La prospettiva di questa minoranza è quella di costruire nel Pd l’alternativa a Renzi. Hanno due argomenti efficaci. Il primo è ostacolare il progressivo spostamento del premier al centro, con l’apertura a Verdini e la rincorsa ai cavalli di battaglia berlusconiani: lavoro, tasse, sforamento dei parametri Ue, e ora anche il ponte sullo Stretto mentre da un lato Reggio Calabria ancora non si raggiunge da Napoli interamente in autostrada e Messina resta senz’acqua.
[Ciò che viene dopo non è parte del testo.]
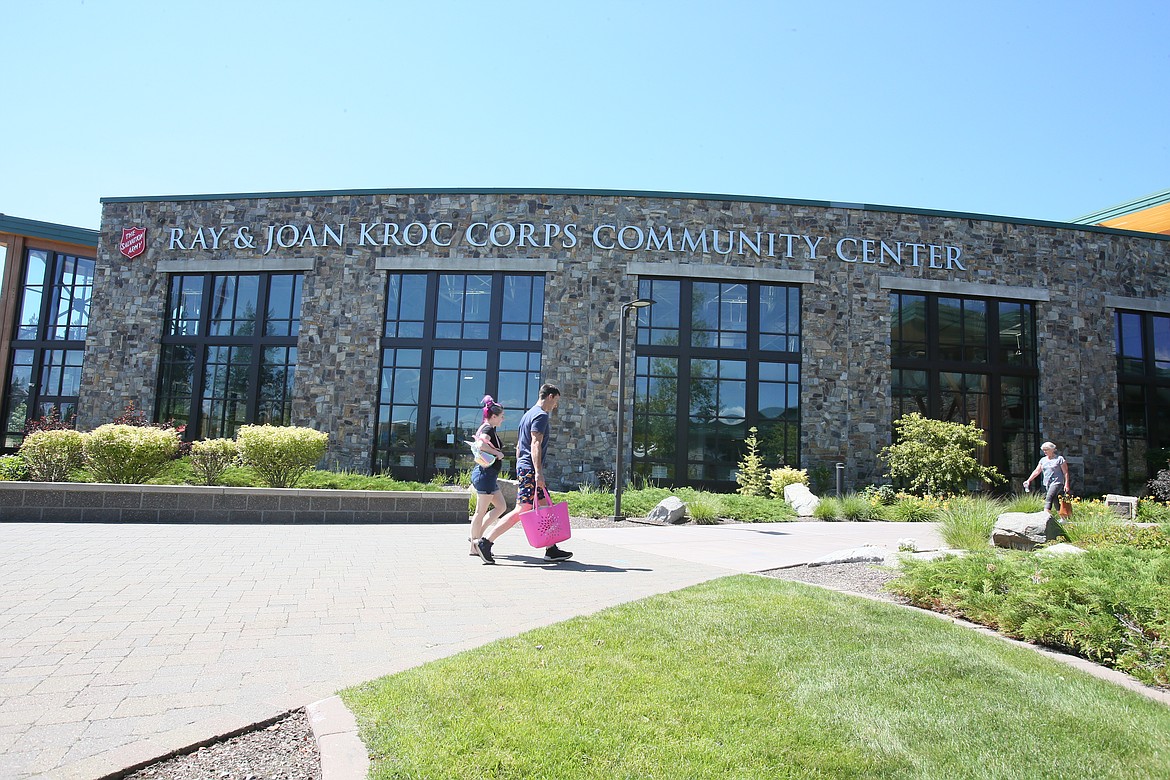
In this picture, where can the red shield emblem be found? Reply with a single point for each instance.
(133, 241)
Il secondo è il solipsismo di Renzi: nulla esiste al di fuori del «giglio magico». Il premier governa con il cerchio strettissimo dei fiorentini, e ora si espone pure al rischio delle frecciate velenose alla Corradino Mineo, che colpiscono Maria Elena Boschi proprio mentre il ministro cerca di accreditarsi con un tour in alcune capitali europee.

Ma l’embrione del partito della nazione che si sta realizzando con Alfano e Verdini è sideralmente lontano dall’inclusività dell’Ulivo di Prodi: quello era un tentativo, velleitario ma con un minimo di idealità, di raccogliere i cocci della sinistra e costruire un’identità nuova; questo è un accrocchio tattico che frustra lo stesso Pd, come dimostrano le resistenze delle regioni ai tagli governativi. Le proteste più forti sono infatti venute dai governatori di centrosinistra, che poi hanno dovuto abbassare la testa secondo la legge di partito.

Renzi, oltre al programma, sta ripetendo anche gli errori di Berlusconi: uno dei più gravi è stato quello di alzare le spalle davanti agli addii dei vari Casini, Fini, Alfano e agli strappi di Salvini. Una grande formazione politica deve essere in grado di tenere assieme anime diverse. Sottovalutare i guai interni, lasciare che incancreniscano fino a troncare i rapporti è uno degli elementi che ha portato il centrodestra allo spappolamento attuale. Matteo Renzi però tirerà dritto. Ha dalla sua la mancanza di alternative reali all’attuale governo e un oggettivo indebolimento della Ditta bersaniana, la quale da ieri ha meno alleati nel fare opposizione interna al segretario-premier.